Equifax Inc.’s years-long failure to prioritize cybersecurity left the company vulnerable to a data breach that exposed more than 145 million Americans’ personal information, a Senate subcommittee said in a bipartisan staff report.
The report comes amid a series of high-profile data breaches involving Equifax and other companies that the Senate Homeland Security and Governmental Affairs Permanent Subcommittee on Investigations will probe in a March 7 hearing. Equifax CEO Mark Begor is scheduled to testify.
Congress should enact legislation to establish “a national uniform standard requiring private entities that collect and store PII to take reasonable and appropriate steps to prevent cyberattacks and data breaches,” the report said, referring to personally identifiable information.
“Companies and government agencies, alike, must take steps to protect the data consumers entrust to them,” subcommittee chairman Rob Portman (R-Ohio) said in a statement. “And when that data is compromised, we deserve to know as soon as possible so we can make sure criminals are not taking advantage of us.”
According to the staff report, Equifax’s response to a cybersecurity vulnerability was “inadequate” and affected by the company’s inattention to cybersecurity.
“Equifax’s shortcomings are long-standing and reflect a broader culture of complacency toward cybersecurity preparedness,” the staff report said.
The company said it has made progress since the breach to strengthen its operations by hiring new technology officers and IT security professionals and increasing its technology and security spending by $1.25 billion between 2018 and 2020.
“Equifax has cooperated with the Subcommittee in its investigation and, while we do not agree with a number of findings and characterizations in the report, we remain committed to being transparent and cooperative, while sharing important learnings from the 2017 incident with the cybersecurity community,” Equifax spokesman Jacob Hawkins said in an email to Bloomberg Law.
Marriott International CEO Arne Sorenson will also face lawmakers at the hearing, in his first Capitol Hill appearance since the company disclosed a massive data breach involving its Starwood reservations database system in November 2018.

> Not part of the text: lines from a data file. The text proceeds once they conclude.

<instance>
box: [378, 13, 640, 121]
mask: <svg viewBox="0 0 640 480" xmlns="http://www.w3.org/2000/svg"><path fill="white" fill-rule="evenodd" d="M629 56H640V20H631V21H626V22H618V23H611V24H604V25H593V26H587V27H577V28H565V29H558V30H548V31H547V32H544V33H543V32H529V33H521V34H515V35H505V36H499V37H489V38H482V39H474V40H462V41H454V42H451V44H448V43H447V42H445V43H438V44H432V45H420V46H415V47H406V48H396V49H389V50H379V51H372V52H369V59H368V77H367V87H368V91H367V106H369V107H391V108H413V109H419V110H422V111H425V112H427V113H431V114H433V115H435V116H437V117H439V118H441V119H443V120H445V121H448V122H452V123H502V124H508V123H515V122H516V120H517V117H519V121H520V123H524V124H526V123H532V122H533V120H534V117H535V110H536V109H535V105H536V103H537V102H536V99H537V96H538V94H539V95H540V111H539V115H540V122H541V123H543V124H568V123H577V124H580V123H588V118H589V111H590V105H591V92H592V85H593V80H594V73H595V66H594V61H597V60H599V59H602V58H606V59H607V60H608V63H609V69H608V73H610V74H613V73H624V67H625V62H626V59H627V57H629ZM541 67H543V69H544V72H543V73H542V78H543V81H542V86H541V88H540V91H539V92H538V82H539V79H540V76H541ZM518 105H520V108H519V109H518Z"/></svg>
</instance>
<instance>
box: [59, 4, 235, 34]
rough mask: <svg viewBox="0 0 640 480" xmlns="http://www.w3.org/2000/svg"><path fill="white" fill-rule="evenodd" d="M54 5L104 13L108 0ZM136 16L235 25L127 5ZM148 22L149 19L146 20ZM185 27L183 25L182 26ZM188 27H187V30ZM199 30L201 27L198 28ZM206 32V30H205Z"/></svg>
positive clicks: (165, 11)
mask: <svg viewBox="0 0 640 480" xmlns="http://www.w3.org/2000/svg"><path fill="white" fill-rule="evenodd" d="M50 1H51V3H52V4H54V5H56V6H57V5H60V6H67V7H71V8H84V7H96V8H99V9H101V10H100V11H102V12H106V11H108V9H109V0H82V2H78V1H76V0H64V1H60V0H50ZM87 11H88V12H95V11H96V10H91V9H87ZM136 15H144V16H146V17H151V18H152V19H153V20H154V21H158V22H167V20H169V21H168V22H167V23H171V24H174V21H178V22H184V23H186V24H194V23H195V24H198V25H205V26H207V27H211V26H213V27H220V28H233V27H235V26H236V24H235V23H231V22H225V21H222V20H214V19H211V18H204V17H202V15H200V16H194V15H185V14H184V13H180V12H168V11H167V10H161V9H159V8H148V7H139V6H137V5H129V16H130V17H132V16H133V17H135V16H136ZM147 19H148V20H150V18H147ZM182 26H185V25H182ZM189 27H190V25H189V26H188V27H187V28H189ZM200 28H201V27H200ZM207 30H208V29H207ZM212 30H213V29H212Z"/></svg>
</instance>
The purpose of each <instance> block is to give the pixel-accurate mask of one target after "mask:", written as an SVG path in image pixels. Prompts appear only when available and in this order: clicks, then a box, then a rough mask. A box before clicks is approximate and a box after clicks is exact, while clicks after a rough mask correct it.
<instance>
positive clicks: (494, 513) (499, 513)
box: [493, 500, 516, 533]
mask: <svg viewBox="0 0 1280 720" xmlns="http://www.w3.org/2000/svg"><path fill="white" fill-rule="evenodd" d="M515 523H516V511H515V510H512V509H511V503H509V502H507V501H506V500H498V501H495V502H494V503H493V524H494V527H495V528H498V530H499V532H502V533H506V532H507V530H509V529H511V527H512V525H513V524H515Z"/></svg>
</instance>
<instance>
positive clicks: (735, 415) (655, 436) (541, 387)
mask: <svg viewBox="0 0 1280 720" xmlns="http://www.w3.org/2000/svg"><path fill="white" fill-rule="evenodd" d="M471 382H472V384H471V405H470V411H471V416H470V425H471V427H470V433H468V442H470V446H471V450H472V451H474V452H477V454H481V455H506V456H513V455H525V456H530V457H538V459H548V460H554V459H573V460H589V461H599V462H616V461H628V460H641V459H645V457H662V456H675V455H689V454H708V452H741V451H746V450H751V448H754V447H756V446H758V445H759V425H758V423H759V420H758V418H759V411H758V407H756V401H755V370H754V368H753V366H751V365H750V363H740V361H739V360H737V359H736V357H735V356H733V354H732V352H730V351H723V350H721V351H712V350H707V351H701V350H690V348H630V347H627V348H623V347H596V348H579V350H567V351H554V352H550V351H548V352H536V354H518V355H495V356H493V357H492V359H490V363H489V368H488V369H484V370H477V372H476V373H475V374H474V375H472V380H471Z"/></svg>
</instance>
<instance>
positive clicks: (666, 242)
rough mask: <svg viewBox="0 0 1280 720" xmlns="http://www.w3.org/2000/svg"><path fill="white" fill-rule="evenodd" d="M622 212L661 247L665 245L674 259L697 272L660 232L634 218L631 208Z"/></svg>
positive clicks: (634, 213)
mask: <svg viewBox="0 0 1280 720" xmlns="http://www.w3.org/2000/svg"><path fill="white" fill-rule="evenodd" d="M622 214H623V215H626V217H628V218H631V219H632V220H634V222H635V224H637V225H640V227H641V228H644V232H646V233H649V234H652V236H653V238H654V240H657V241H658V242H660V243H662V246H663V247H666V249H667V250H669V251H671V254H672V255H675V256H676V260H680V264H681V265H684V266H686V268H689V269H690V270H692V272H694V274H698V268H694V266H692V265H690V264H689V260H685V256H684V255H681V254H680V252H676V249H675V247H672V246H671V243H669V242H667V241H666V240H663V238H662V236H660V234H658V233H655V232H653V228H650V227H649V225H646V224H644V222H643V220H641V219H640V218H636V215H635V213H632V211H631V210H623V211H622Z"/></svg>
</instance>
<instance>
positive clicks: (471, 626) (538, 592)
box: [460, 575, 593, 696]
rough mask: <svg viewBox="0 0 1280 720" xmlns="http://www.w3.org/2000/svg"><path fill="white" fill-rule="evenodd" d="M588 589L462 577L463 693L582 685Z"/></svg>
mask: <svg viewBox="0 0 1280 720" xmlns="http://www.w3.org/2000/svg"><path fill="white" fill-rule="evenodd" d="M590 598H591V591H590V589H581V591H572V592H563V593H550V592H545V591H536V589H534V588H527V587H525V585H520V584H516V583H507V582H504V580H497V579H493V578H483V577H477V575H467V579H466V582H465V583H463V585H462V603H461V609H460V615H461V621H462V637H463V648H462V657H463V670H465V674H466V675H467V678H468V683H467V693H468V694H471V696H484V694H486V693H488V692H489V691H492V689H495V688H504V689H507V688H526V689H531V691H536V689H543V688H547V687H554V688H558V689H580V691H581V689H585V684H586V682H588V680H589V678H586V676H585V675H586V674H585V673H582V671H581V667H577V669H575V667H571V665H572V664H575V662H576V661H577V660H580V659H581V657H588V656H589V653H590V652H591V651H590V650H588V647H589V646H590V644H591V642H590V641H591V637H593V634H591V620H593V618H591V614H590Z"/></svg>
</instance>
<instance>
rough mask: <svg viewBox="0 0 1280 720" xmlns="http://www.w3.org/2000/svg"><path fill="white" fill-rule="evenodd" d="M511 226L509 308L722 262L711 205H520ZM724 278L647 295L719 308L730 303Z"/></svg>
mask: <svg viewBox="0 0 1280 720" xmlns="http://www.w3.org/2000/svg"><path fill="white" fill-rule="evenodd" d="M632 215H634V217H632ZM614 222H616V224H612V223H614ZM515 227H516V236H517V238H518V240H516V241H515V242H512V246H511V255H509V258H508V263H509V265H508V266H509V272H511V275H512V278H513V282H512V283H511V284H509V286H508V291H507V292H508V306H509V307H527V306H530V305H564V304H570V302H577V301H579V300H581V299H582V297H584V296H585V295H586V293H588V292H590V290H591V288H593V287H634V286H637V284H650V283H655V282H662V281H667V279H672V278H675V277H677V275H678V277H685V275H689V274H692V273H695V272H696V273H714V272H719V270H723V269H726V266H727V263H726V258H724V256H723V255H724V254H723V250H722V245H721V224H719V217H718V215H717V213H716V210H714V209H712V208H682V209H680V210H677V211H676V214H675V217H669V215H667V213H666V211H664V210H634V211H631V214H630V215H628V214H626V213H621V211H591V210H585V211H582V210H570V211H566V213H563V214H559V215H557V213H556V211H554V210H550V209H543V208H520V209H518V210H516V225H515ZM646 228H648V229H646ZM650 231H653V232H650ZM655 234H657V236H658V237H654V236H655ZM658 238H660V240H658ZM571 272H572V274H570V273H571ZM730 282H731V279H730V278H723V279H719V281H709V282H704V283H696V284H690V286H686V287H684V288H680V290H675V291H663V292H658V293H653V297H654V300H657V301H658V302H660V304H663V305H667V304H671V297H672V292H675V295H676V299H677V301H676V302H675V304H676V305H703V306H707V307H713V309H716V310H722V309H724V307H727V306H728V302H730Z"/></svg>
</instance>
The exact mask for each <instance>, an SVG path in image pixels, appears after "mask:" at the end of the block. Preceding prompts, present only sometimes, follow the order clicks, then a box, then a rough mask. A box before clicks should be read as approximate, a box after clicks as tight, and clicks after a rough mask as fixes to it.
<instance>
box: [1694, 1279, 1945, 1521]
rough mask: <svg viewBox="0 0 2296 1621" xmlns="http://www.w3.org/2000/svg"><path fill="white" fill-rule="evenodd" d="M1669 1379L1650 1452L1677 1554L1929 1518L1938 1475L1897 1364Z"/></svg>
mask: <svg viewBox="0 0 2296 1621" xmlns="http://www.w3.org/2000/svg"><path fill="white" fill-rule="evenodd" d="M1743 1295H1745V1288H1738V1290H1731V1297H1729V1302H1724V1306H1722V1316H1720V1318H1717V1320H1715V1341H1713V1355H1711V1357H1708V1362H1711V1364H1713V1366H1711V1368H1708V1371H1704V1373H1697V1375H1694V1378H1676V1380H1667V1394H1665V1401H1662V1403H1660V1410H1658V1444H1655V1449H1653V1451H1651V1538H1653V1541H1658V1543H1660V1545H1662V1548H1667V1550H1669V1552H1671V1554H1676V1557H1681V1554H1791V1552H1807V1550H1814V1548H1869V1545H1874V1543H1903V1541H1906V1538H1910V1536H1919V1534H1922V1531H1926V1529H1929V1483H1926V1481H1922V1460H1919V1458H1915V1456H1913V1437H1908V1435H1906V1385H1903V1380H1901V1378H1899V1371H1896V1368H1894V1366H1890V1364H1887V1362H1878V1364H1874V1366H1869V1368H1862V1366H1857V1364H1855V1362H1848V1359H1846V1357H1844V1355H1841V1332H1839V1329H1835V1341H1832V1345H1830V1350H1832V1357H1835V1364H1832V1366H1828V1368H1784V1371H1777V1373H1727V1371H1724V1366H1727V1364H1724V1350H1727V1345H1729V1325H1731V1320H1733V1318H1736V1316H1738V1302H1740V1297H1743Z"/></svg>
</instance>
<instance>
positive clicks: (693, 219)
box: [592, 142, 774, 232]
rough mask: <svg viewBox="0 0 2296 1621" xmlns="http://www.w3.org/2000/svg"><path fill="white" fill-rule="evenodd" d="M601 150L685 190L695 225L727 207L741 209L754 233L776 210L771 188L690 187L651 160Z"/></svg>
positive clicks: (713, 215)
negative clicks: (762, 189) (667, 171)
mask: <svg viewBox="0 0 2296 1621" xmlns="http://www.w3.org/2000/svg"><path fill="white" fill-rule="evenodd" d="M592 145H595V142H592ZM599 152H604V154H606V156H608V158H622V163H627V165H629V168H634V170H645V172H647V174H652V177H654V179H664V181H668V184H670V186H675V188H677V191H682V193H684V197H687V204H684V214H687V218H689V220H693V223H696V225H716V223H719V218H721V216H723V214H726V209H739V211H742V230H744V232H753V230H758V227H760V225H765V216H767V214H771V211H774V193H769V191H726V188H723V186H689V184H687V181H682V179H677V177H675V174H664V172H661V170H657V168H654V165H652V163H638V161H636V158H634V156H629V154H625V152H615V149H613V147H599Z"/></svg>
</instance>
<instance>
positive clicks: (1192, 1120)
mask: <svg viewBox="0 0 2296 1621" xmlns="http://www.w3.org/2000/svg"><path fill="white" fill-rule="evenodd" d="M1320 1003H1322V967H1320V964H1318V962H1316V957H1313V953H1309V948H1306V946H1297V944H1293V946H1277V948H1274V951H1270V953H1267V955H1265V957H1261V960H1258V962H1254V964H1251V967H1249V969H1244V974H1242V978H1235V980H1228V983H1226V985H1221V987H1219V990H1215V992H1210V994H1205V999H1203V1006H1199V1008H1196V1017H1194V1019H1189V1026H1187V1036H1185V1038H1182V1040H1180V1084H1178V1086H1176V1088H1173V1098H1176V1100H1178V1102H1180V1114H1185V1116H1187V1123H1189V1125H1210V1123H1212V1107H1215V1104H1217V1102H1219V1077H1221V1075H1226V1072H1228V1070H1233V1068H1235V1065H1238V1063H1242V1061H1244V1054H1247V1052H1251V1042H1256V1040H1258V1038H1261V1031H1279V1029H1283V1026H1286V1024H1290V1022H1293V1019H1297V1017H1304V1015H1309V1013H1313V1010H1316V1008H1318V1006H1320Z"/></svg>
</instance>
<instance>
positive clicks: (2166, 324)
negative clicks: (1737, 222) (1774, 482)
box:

“Both private and public entities should feel a sense of urgency to bolster their cyber defenses, and these findings should finally galvanize Congress, along with the Administration, to formalize best practices for companies across this country and put in place nationwide standards in order to adequately protect consumers,” subcommittee ranking member Senator Tom Carper (D-Del.) said in a statement.
Equifax didn’t have a written policy on patching known vulnerabilities until 2015, according to the report. An internal audit that year found a backlog of vulnerabilities that hadn’t been patched and a lack of a complete inventory of the company’s IT assets, which limited its ability to know about network vulnerabilities, the report said. The patching issues remained before the 2017 breach, the report said.
“The Subcommittee also lacks a full understanding of the breach, as the company failed to preserve relevant messages sent over an internal messaging platform,” the report said.
Equifax’s two largest competitors, TransUnion LLC and Experian plc, took different actions to respond to the known Apache Struts vulnerability that led to the Equifax breach.
TransUnion and Experian “received the same information as the public and Equifax regarding the Apache Struts vulnerability, but the approach that each company took to cybersecurity was different from Equifax’s,” according to the report. The scope of subcommittee investigation included a review of the TransUnion and Experian steps.
Representatives from the Federal Trade Commission, the Government Accountability Office, and the nonprofit Center for Internet Security are scheduled to discuss how Congress could help prevent future cyberattacks on a second panel.
The report also uses the Equifax case to suggest that Congress enact a breach notification law and consider the need for more cybersecurity threat information sharing between companies and the government.
Lawmakers should pass legislation “requiring private entities that suffer a data breach to notify affected consumers, law enforcement, and the appropriate federal regulatory agency without unreasonable delay,” according to the report. All 50 states and District of Columbia, Guam, Puerto Rico, and the Virgin Islands have enacted data breach notification laws that take various approaches to notification standards.